Nothing wrong with a Porterhouse lunch
Okay, now if you are a faithful reader of the bugga bloggy-blog it could sound like I am always having lunch.
Well, you may not be so wrong about that. I adore lunch. Infact I LOVE lunch as it should be, vivo LUNCH!
It’s always after breakfast and happens to be the first meal of the day that I can enjoy a good glass of wine. Well, before dinner of course, and you never know both meals sometimes even manage to merge together as one long beautiful lunchi-dinnery kind of thing. Call it what you will. One o’clock is fine thanks, where are we going?
Our friends at 67 P-M know a bit about steak, as well as ‘faine waine’, and this is where I headed last week for a straight forward dam-good traditional lunch.

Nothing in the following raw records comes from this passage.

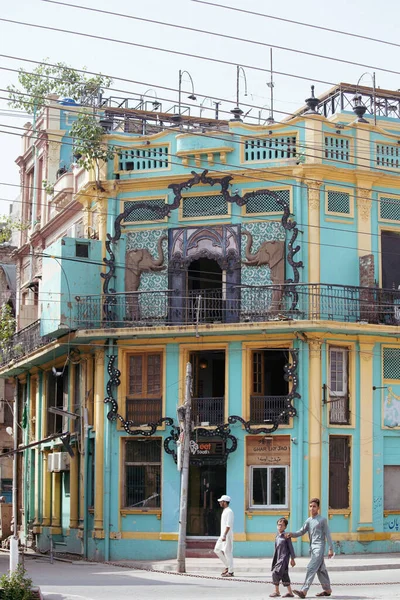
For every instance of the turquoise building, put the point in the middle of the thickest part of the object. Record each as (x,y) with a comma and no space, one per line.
(267,257)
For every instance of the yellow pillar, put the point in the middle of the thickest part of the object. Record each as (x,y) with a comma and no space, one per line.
(56,500)
(74,488)
(366,437)
(46,491)
(99,428)
(315,419)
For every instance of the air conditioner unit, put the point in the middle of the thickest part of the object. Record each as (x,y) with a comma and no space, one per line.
(60,462)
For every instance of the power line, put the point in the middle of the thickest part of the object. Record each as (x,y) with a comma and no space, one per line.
(301,23)
(223,35)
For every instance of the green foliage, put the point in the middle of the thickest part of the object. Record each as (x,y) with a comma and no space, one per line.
(88,134)
(60,79)
(16,585)
(8,225)
(7,326)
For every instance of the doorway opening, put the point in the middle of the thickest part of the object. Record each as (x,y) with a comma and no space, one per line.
(205,291)
(208,401)
(207,483)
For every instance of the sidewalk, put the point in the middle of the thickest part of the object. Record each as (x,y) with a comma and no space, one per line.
(213,567)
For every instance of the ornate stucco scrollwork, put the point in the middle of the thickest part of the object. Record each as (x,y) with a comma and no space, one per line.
(113,415)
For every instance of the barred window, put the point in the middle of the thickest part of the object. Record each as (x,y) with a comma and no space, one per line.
(263,201)
(204,206)
(143,213)
(391,363)
(389,208)
(271,148)
(144,395)
(142,473)
(143,159)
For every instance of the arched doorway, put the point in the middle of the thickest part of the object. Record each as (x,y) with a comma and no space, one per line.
(205,291)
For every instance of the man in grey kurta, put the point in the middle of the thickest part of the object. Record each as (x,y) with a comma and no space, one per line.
(318,531)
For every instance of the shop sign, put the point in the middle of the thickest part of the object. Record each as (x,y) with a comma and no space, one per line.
(206,448)
(274,450)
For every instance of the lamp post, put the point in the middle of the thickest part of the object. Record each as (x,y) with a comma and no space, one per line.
(237,111)
(357,98)
(192,96)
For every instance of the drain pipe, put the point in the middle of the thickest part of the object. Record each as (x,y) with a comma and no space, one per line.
(107,475)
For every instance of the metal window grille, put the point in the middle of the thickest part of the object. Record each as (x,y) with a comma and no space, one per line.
(204,206)
(391,363)
(339,202)
(144,213)
(388,156)
(272,148)
(337,148)
(143,159)
(143,473)
(389,209)
(263,202)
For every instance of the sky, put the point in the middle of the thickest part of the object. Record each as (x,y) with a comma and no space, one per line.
(148,68)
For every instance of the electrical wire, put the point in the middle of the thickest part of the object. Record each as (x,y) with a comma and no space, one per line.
(221,35)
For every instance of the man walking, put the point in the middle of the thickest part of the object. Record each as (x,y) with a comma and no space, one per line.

Oysters to start with from Galway (IRE) and all washed down with pink Bollinger 1998 (FR). My luncheon companion tells me that it is made up of 68% Pinot Noir and 32% Chardonnay, and he should know as he has drunk a lot of this wine. For me it was a light salmon colored rosé with red berry and floral flavors on the nose, whereas the palate is still vibrant with a tautness that balances the acidity and mousse. Good with the oysters. Not my natural choice, but it worked well.
Followed by a delicious bottle of 2001 Ch.Beaucastel Blanc that I had stashed for a moment like today. It could not have been a better bottle. A light yellowy Rousanne hew. Lemon, pear skin, jasmine mineral nose. Mouth puckering richness and vivacity. Weighty, very long almost palate-staining finish. More please.

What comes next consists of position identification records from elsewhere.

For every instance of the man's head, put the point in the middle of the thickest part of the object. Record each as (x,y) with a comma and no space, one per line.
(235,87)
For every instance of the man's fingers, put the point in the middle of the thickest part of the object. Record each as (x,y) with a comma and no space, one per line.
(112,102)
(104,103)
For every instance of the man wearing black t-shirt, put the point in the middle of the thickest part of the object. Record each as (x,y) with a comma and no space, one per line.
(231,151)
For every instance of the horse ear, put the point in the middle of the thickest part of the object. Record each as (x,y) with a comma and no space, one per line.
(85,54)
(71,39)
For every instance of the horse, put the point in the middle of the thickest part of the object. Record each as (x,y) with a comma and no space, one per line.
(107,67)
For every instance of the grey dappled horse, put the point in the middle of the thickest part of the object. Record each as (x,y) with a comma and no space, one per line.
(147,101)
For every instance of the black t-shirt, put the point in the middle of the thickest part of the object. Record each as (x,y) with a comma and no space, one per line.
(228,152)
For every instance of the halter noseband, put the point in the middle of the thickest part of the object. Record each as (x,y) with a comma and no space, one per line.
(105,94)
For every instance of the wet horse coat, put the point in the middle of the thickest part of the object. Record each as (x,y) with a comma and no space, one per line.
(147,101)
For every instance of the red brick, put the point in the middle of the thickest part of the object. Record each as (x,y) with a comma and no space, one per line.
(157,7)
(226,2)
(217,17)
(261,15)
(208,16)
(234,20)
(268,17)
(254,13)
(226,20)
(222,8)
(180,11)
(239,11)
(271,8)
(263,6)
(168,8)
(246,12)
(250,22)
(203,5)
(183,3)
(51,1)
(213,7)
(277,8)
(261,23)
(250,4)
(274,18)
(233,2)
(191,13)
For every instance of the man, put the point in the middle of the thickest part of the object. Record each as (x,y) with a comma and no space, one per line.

Burgundy and Claret up next, and in that order. 2000 Jean Grivot’s Nuits St Georges 1er Cru ‘Les Roncieres’ showed us a medium red, with a hint of amber on the rim. Complexity found on a dumb nose at this stage, which after some time in the jug, blew off blackberry, plum, mocha and some floweriness. Lush and silky in the mouth, with sweet fruit nicely framed by perfectly integrated acidity. Offers very good depth of flavor for the vintage. Finishes almost sweet and persistent, with the softest of tannins that agreed with our British cheese board. Obviously it needed the breather.

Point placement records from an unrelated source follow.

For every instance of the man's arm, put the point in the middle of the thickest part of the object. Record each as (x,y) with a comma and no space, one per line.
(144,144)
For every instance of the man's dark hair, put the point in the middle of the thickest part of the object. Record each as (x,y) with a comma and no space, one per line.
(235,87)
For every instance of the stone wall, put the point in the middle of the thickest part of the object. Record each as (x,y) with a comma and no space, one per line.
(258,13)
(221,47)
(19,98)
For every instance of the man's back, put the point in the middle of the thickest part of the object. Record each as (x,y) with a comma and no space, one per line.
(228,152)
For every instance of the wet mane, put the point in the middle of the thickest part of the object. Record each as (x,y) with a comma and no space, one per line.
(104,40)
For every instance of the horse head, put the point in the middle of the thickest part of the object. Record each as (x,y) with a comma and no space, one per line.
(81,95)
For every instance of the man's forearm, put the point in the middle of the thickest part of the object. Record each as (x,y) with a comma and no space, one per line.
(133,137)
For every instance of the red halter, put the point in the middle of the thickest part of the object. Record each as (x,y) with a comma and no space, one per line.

The bottle of 1998 Ch.Mouton Rothschild we drank with the beef. There are good bottles of this and sometimes very good bottles of this. We were lucky! Powerful Mouton nose. Cassis palate with roast coffee bean, leathery, licorice and looong (LLL). Terrific grip and sufficient tannins to keep this baby going thru to the next generation.
It was here at 67 P-M that they had to explain to me exactly what a Porterhouse steak is/was. Easy, let me share with you, it’s a larger version of a T-Bone steak carved from the larger portion of the tenderloin (map above). Unless you are Monsieur Mangetout, it is also there for sharing, and preferably cooked on the grill only juicy please, or this side of medium done, if one’s guest does not like the sight of blood on his plate, that is.
MMmmooooO!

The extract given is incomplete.